Participation and Polarization After Chávez
From the Series: Protests and Polarization in Venezuela After Chávez
From the Series: Protests and Polarization in Venezuela After Chávez
Beneath the cacophony of political noise that dominates media coverage of the recent Venezuelan protests, there lies a host of ongoing social, political, and economic processes that demand closer and more considered attention than they are often afforded. Among the most significant of these is the relationship between the chavista state and the grassroots bases that have been central to the electoral victories of Hugo Chávez and Nicolas Maduro. When Chávez was in his pomp following a landslide electoral victory in 2006, one of the major talking points among scholars of Venezuela was his government’s drive to promote new forms of participatory democracy. The government passed a law in 2006 allowing citizens to form neighborhood-level communal councils (consejos comunales, CCs) that could directly administer state funds for community-improvement schemes. Tens of thousands of CCs were formed in the first few years following the law, with an estimated one-billion dollars transferred to local communities to finance their chosen projects. The government followed this by launching a series of experimental communes (comunas), which strove to group together CCs across larger territories and establish the beginnings of a parallel “communal state.” According to Chávez, the long-term aim was to gradually transfer political and economic power to CCs and communes, thereby supplanting the bourgeois state and circumventing its more uncooperative and conservative elements.
What was the impact of these initiatives on those who became involved in them? Between 2008 and 2010, I carried out ethnographic fieldwork with working-class community activists in a shantytown (barrio) in Valencia, Venezuela’s third-largest city. I found that both the CCs and the communes produced mixed results, with a myriad of competing ideas and understandings characterizing local people’s engagement with them. In the case of the CCs, the community achieved significant material improvements thanks to their projects. These included a community-run bus service that provided cheap travel to the city center and employment for local drivers and collectors, funding for highly successful festivals like Children’s Day (El Día de Los Niños), and support for the community’s elderly residents in the form of trips to the country and social events.

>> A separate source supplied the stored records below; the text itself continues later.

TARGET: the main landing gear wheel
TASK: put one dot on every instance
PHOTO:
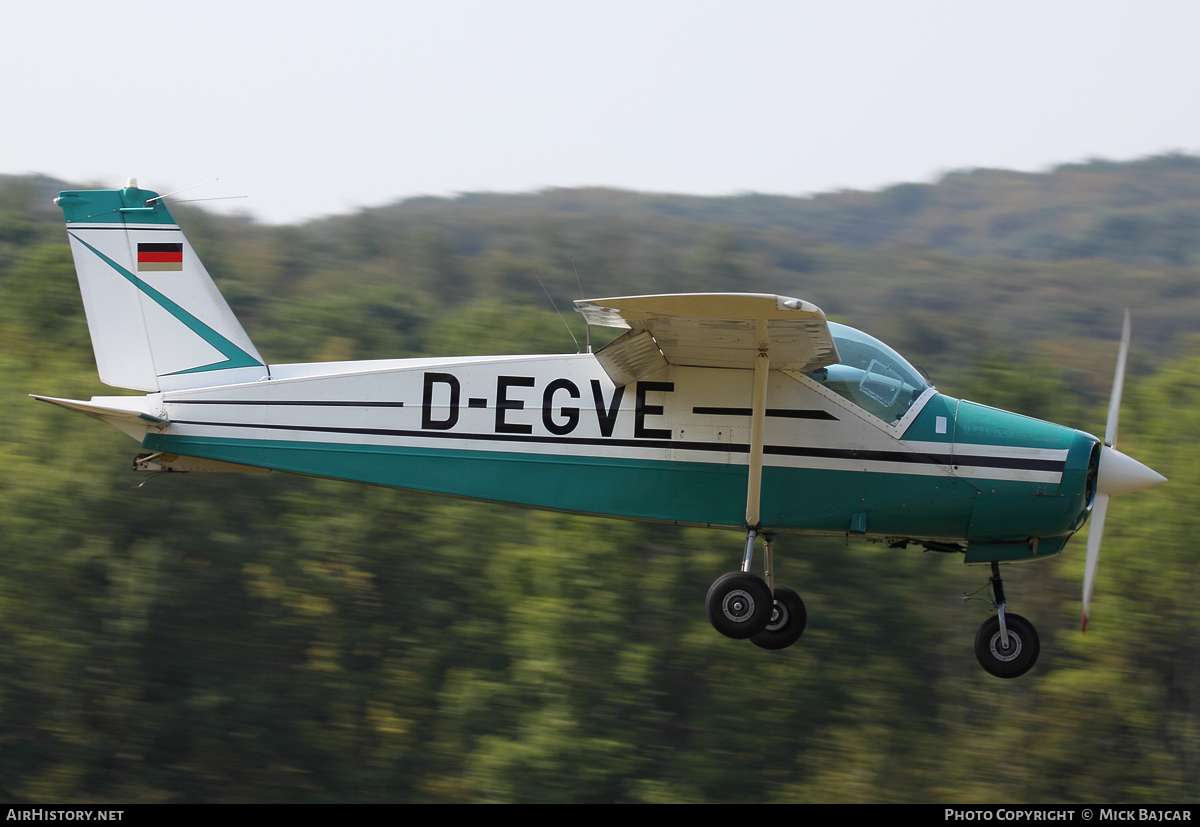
(1018, 657)
(739, 605)
(787, 621)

For those who were elected as council spokespeople (voceras or voceros), the majority older women, the CCs offered a chance to tap into state resources, acquire new skills as community organizers, and cultivate social and moral capital. But it was also true that the government’s lofty expectations for mass participation were at odds with a number of more prosaic everyday challenges. Chief among these were frustrations with state-funding providers, who often seemed slow to respond to the community’s requests. There were also significant divisions among different members of the community about the overall mission of the CCs. Some accused their spokespeople of acting in self-interest rather than for the collective good, while more radical actors warned that an obsession with obtaining money was inhibiting the CCs’ most important function: revolutionary self-organization. When I last visited the community in 2012, I concluded that the CCs were best understood as contested spaces in which a complex interplay between individual self-interests, state agendas, and broader ideological imaginings intersected on a daily basis.
Similar trends were observable in residents’ attempt to build a commune. As plans were put together for a pilot commune, a power struggle emerged between two groups of chavista community leaders, each of which was backed by a different arm of the state. The major bone of contention between the two groups centered on competing understandings of what participatory democracy should look like. While one group wanted to limit the size of the commune and acquire state resources as fast as possible, the other was suspicious of the involvement of state agencies and wanted to focus on slowly building grassroots democratic structures on their own terms. There was thus an unresolved disjuncture between prefigurative and instrumentalist politics, in which contrasting political imaginaries played out amid a series of intransigent structural problems.
How might these dynamics be affected by the recent violence and worsening of relations between the government and its opponents? Aside from the immediate threat of further violence, perhaps the greatest long-term risk for those I worked with is that the kinds of critical exchanges I witnessed will be stifled by the need to close ranks and show loyalty. Many working-class chavistas have justifiable complaints with the Maduro government, but they will not readily risk a return of the elites who denied them dignity and hope for so long. The alliance between barrio residents and mainstream chavismo has always been a contingent one, with electoral support for the government resting on the belief that the significant gains working-class Venezuelans have won will be rolled back should the opposition take power. But in the context of toxic polarization, the danger is that this contingent alliance will cease being a means to an end and become instead an end in itself.